Zwei spanische F-18-Kampfjets, die im Rahmen der NATO in Rumänien stationiert sind, sind am Donnerstag gestartet, nachdem die Behörden nahe der Grenze zur Ukraine eine unbekannte Drohne entdeckt hatten.
Die Maschinen starteten um 15.20 Uhr (12.20 Uhr GMT) von der Basis Mihail Kogălniceanu. Drei Minuten zuvor hatte ein Radar des rumänischen Verteidigungsministeriums ein Flugobjekt nahe der Flussgrenze registriert.

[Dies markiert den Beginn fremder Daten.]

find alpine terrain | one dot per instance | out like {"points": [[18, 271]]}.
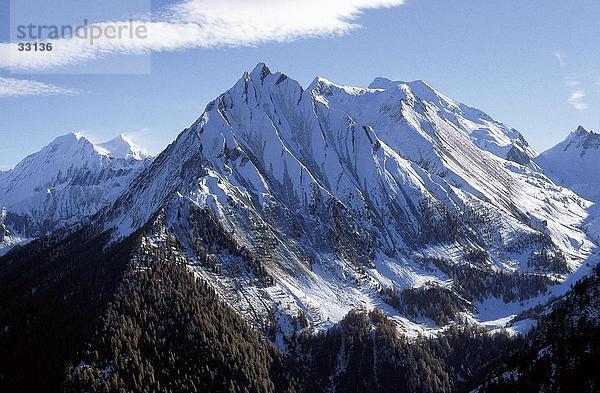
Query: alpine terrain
{"points": [[67, 181], [327, 238]]}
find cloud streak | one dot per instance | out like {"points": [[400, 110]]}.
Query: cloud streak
{"points": [[573, 83], [10, 87], [577, 99], [205, 24]]}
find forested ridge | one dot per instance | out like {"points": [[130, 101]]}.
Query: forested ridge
{"points": [[79, 316]]}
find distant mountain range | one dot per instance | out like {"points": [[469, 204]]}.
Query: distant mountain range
{"points": [[295, 206]]}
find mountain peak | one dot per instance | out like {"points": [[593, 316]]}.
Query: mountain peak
{"points": [[71, 137], [260, 72], [121, 147]]}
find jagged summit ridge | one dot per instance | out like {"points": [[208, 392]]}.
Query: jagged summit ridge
{"points": [[344, 193], [122, 147]]}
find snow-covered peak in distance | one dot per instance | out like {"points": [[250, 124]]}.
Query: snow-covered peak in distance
{"points": [[488, 134], [121, 147], [575, 163], [341, 192], [66, 181]]}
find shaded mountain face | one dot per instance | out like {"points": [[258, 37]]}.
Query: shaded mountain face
{"points": [[65, 182], [366, 214], [333, 197]]}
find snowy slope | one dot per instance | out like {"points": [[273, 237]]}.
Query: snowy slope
{"points": [[575, 163], [66, 181], [343, 193]]}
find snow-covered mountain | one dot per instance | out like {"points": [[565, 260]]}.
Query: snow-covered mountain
{"points": [[66, 181], [315, 201], [575, 163]]}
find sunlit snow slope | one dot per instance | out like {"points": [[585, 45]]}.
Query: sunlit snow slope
{"points": [[334, 197], [66, 181]]}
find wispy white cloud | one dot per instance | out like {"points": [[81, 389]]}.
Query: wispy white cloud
{"points": [[577, 99], [561, 60], [10, 87], [577, 96], [205, 24], [571, 81]]}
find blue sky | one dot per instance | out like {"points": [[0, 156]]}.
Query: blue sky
{"points": [[534, 65]]}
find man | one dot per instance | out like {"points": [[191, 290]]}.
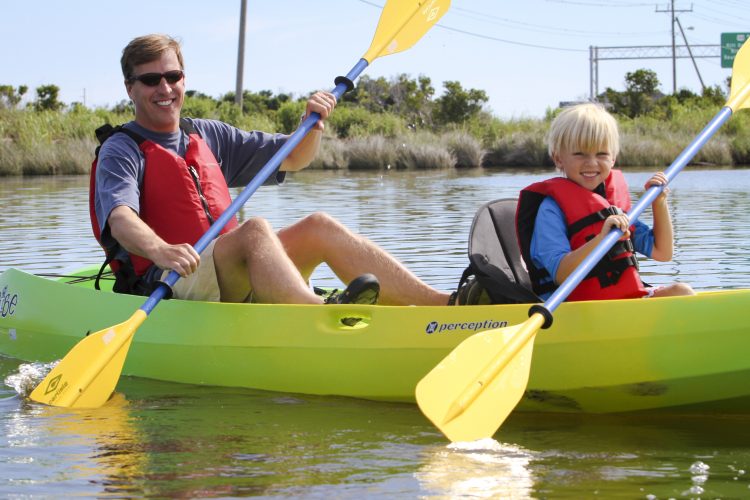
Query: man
{"points": [[160, 183]]}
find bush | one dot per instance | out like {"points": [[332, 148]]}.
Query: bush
{"points": [[465, 148]]}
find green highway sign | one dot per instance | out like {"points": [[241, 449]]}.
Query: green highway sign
{"points": [[730, 44]]}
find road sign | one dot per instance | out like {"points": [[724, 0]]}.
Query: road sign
{"points": [[730, 44]]}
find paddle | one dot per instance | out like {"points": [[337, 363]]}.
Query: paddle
{"points": [[87, 375], [470, 393]]}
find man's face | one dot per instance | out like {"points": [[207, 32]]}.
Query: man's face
{"points": [[158, 108]]}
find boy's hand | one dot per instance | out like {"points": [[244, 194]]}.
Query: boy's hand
{"points": [[659, 179], [619, 221]]}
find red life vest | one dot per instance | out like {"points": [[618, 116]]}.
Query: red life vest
{"points": [[616, 275], [179, 197]]}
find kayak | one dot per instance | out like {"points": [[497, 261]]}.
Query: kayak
{"points": [[677, 353]]}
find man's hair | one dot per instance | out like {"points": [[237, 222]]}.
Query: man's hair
{"points": [[583, 127], [146, 49]]}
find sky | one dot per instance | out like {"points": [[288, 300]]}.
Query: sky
{"points": [[527, 55]]}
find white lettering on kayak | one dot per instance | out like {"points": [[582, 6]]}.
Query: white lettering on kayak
{"points": [[8, 302], [474, 326]]}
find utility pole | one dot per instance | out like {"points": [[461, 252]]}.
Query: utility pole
{"points": [[695, 65], [674, 45], [240, 55]]}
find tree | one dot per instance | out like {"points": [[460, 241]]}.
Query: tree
{"points": [[10, 97], [641, 81], [401, 95], [457, 105], [47, 98]]}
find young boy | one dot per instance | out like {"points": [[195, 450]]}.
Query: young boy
{"points": [[561, 220]]}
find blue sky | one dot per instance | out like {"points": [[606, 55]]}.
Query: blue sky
{"points": [[527, 55]]}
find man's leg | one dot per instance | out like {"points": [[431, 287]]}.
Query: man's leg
{"points": [[320, 238], [251, 257]]}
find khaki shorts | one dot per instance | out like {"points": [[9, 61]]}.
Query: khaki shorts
{"points": [[202, 284]]}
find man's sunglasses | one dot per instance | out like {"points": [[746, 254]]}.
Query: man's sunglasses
{"points": [[154, 79]]}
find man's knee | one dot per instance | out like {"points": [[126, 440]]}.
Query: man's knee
{"points": [[256, 227]]}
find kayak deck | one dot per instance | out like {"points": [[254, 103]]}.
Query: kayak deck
{"points": [[599, 356]]}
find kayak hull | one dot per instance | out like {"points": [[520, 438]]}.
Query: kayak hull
{"points": [[679, 353]]}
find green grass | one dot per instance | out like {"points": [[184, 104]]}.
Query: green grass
{"points": [[62, 142]]}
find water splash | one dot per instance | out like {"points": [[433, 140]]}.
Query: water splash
{"points": [[28, 376]]}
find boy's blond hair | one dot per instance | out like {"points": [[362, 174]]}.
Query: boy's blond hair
{"points": [[146, 49], [584, 127]]}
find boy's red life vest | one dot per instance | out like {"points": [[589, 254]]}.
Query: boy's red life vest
{"points": [[179, 197], [616, 275]]}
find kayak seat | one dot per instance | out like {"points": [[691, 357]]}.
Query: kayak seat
{"points": [[495, 261]]}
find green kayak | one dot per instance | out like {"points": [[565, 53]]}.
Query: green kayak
{"points": [[680, 353]]}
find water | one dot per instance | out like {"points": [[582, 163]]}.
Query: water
{"points": [[168, 440]]}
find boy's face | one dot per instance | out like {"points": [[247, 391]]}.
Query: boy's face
{"points": [[586, 168]]}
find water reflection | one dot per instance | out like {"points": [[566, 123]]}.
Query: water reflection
{"points": [[421, 217], [57, 450], [480, 469]]}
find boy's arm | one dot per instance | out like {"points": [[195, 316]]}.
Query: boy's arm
{"points": [[570, 262], [663, 232]]}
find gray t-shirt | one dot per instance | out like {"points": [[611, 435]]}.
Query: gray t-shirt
{"points": [[121, 163]]}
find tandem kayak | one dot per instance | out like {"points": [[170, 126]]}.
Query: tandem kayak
{"points": [[677, 353]]}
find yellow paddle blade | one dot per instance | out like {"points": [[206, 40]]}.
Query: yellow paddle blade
{"points": [[402, 23], [473, 390], [88, 374], [740, 91]]}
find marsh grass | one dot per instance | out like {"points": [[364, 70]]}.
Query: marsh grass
{"points": [[62, 142]]}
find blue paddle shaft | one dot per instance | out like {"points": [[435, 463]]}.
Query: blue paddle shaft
{"points": [[269, 168], [567, 287]]}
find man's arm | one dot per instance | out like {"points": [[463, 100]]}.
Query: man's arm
{"points": [[301, 156], [136, 237]]}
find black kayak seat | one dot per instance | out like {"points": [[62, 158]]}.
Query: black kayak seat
{"points": [[495, 255]]}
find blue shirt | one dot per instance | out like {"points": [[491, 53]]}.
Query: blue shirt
{"points": [[550, 243]]}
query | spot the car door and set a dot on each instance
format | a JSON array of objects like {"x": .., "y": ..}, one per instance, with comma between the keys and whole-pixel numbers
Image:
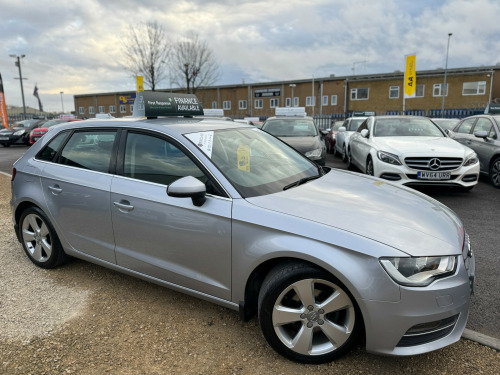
[
  {"x": 164, "y": 237},
  {"x": 76, "y": 188},
  {"x": 485, "y": 148}
]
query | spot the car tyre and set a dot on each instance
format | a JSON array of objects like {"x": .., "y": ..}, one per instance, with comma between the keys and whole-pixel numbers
[
  {"x": 495, "y": 172},
  {"x": 39, "y": 239},
  {"x": 369, "y": 167},
  {"x": 306, "y": 314}
]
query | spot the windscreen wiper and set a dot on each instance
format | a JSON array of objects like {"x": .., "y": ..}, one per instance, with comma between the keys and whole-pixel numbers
[{"x": 301, "y": 181}]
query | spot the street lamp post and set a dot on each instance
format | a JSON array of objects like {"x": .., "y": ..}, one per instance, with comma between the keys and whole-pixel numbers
[
  {"x": 445, "y": 88},
  {"x": 292, "y": 85},
  {"x": 62, "y": 103},
  {"x": 18, "y": 64}
]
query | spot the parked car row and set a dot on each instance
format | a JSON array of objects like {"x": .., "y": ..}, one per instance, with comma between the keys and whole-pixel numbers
[
  {"x": 27, "y": 132},
  {"x": 413, "y": 150},
  {"x": 231, "y": 214}
]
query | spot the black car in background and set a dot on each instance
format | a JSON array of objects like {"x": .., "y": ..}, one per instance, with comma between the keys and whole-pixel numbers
[
  {"x": 482, "y": 134},
  {"x": 19, "y": 133}
]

Drohne dringt in rumänischen Luftraum ein
Das Verteidigungsministerium erklärte später, die Drohne sei in den rumänischen Luftraum eingedrungen, rund dreieinhalb Kilometer südöstlich von Chilia Veche. Das Fluggerät blieb etwa zwölf Minuten über rumänischem Gebiet und kehrte dann in Richtung Ukraine zurück. Der Alarm endete gegen 16.28 Uhr (14.28 Uhr GMT).

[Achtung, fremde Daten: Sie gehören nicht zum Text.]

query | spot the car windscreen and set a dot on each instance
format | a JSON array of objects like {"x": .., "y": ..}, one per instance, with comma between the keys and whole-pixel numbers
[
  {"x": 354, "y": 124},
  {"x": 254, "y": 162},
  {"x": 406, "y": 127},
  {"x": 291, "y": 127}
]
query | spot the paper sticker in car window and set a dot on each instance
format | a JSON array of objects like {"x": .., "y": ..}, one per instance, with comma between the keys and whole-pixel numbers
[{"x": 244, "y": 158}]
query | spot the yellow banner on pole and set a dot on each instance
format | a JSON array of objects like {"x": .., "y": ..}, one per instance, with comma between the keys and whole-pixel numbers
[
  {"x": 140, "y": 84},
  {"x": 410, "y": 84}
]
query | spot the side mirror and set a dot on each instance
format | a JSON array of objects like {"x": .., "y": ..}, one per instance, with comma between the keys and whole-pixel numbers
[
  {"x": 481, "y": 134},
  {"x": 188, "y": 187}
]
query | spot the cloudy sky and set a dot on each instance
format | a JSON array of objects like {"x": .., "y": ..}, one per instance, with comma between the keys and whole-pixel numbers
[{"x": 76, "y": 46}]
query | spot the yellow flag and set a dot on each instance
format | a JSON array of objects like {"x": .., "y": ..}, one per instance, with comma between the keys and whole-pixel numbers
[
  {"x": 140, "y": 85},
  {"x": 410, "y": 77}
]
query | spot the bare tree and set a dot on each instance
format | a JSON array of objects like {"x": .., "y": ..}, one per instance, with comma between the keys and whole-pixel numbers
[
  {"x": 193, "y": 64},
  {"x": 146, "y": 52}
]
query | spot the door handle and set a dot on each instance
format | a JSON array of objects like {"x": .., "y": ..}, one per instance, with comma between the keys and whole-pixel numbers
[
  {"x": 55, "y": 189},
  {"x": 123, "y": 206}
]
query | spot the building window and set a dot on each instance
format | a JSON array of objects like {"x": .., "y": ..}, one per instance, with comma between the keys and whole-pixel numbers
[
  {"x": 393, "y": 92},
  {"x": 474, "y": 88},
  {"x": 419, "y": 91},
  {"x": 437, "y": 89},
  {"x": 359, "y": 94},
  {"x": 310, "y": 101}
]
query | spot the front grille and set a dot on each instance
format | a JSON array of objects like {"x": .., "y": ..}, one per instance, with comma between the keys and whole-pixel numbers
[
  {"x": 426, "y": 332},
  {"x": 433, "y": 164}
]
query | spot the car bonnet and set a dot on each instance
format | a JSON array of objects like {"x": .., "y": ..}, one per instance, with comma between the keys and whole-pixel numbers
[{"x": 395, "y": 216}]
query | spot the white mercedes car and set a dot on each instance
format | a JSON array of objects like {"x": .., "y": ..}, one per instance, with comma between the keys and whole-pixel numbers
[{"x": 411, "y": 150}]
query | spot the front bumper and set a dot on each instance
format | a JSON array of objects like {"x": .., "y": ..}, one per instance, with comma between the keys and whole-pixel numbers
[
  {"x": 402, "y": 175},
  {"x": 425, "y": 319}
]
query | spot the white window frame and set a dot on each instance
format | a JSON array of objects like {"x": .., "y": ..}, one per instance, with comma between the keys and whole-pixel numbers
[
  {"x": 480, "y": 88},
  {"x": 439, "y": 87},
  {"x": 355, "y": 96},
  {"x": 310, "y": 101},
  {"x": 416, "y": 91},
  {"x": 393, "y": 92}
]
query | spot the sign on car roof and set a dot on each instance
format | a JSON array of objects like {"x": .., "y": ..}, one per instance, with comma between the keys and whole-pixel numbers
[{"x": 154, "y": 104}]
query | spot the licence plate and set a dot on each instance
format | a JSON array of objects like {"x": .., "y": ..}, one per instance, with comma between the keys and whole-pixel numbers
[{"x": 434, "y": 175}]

In dieser Zeit verschickten die Behörden eine SMS an die Bewohnerinnen und Bewohner des Kreises Tulcea. Sie rieten ihnen, in ihren Wohnungen zu bleiben und auf mögliche herabfallende Teile zu achten.
Drei Luftalarme an einem Tag
Der Vorfall war bereits die dritte an diesem Donnerstag registrierte Luftwarnung in Rumänien. In den frühen Morgenstunden waren zwei rumänische F-16 gestartet, nachdem sie eine weitere Drohne im Luftraum des Landes festgestellt hatten. Das Gerät blieb rund zehn Minuten über Rumänien und flog dann in Richtung Ukraine. Kurz darauf wurden nach Angaben des Verteidigungsministeriums Explosionen auf ukrainischem Gebiet registriert.

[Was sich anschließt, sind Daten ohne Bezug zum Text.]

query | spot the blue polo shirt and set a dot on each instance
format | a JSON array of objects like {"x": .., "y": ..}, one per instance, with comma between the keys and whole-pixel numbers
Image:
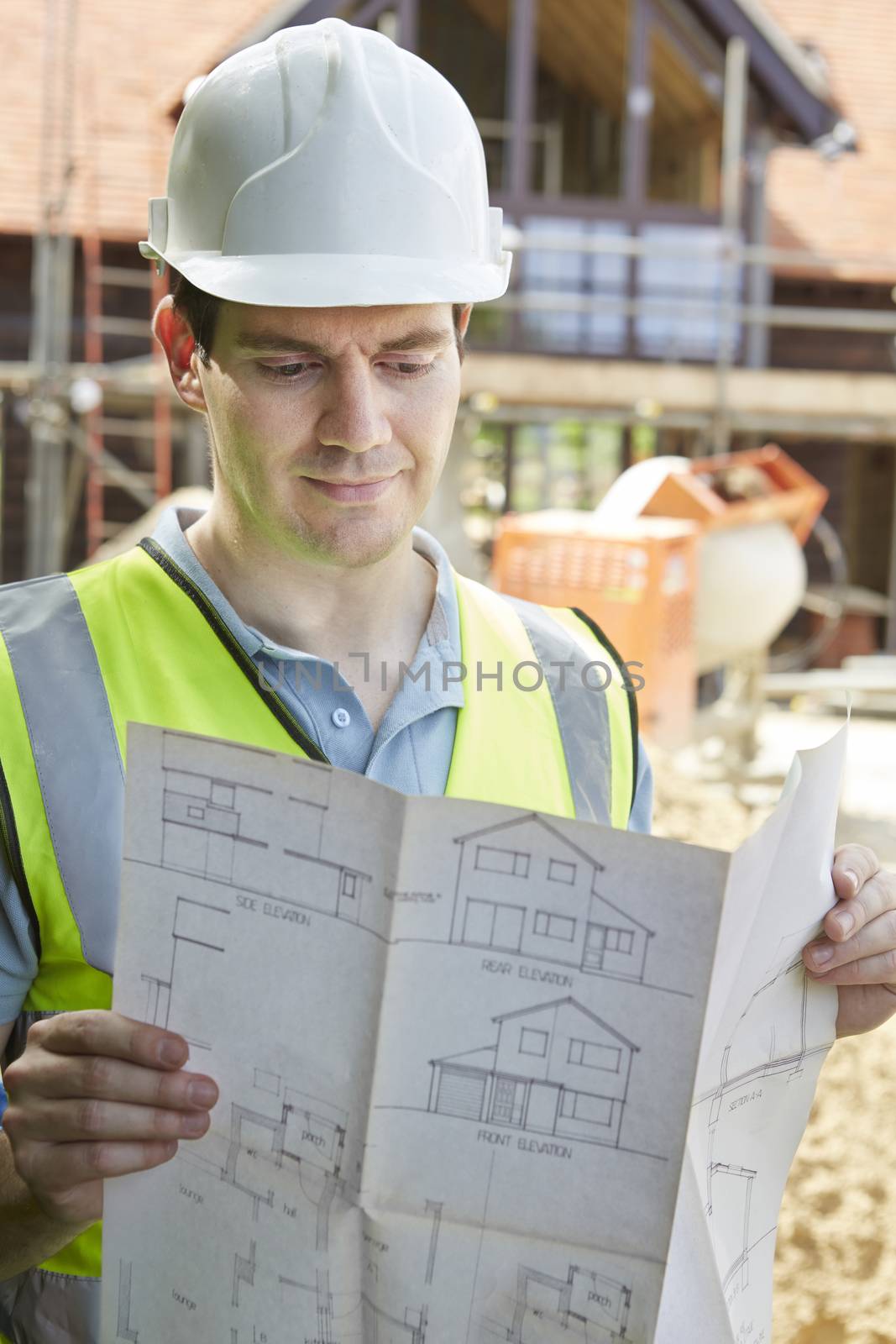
[{"x": 410, "y": 750}]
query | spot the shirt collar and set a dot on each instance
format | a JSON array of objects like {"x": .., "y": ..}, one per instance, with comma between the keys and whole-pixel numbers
[{"x": 443, "y": 631}]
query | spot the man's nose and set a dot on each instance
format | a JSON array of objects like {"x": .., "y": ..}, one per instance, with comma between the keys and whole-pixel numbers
[{"x": 354, "y": 416}]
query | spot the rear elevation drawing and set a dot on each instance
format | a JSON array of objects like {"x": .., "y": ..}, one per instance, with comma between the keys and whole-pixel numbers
[
  {"x": 555, "y": 1068},
  {"x": 224, "y": 831},
  {"x": 524, "y": 887},
  {"x": 584, "y": 1305}
]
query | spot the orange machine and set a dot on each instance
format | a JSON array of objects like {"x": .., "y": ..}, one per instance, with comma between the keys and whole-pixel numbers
[{"x": 640, "y": 580}]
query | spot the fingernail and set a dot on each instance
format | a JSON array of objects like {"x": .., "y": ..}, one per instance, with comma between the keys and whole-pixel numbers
[
  {"x": 170, "y": 1053},
  {"x": 195, "y": 1124},
  {"x": 202, "y": 1095}
]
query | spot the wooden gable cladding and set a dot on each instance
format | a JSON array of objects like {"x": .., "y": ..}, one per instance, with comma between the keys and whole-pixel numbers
[{"x": 582, "y": 44}]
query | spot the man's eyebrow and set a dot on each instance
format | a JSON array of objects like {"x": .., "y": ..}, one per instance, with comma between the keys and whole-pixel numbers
[{"x": 278, "y": 343}]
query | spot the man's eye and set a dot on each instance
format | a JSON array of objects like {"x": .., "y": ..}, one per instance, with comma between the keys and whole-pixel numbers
[
  {"x": 412, "y": 370},
  {"x": 285, "y": 371}
]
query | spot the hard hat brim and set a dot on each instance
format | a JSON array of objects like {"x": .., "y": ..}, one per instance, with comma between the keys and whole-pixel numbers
[{"x": 342, "y": 281}]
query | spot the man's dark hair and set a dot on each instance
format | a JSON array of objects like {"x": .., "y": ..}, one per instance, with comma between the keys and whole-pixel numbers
[{"x": 201, "y": 311}]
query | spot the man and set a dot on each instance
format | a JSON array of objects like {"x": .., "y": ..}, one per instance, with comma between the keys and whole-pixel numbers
[{"x": 328, "y": 213}]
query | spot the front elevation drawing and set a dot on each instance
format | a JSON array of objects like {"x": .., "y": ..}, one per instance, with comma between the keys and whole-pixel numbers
[
  {"x": 555, "y": 1068},
  {"x": 523, "y": 887}
]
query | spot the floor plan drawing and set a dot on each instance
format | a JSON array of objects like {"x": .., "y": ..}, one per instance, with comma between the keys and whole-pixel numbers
[
  {"x": 197, "y": 929},
  {"x": 555, "y": 1068},
  {"x": 320, "y": 1292},
  {"x": 383, "y": 1328},
  {"x": 244, "y": 1272},
  {"x": 219, "y": 830},
  {"x": 524, "y": 887},
  {"x": 584, "y": 1305}
]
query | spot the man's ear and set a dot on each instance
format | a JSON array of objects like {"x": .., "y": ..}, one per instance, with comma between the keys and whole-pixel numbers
[{"x": 175, "y": 336}]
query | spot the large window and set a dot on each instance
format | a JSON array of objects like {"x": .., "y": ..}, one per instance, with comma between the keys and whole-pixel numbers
[
  {"x": 512, "y": 862},
  {"x": 466, "y": 40},
  {"x": 579, "y": 97},
  {"x": 685, "y": 128}
]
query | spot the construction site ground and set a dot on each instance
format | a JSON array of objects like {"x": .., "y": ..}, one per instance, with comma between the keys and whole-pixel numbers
[{"x": 836, "y": 1265}]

Um 9.00 Uhr (7.00 Uhr GMT) blieb eine weitere Drohne etwa zwei Minuten im rumänischen Luftraum, bevor sie in die Ukraine zurückflog. Rumänien, Mitglied der NATO und der EU, teilt rund 650 Kilometer Grenze mit der Ukraine und verzeichnet seit Beginn des Krieges immer wieder Drohnenvorfälle.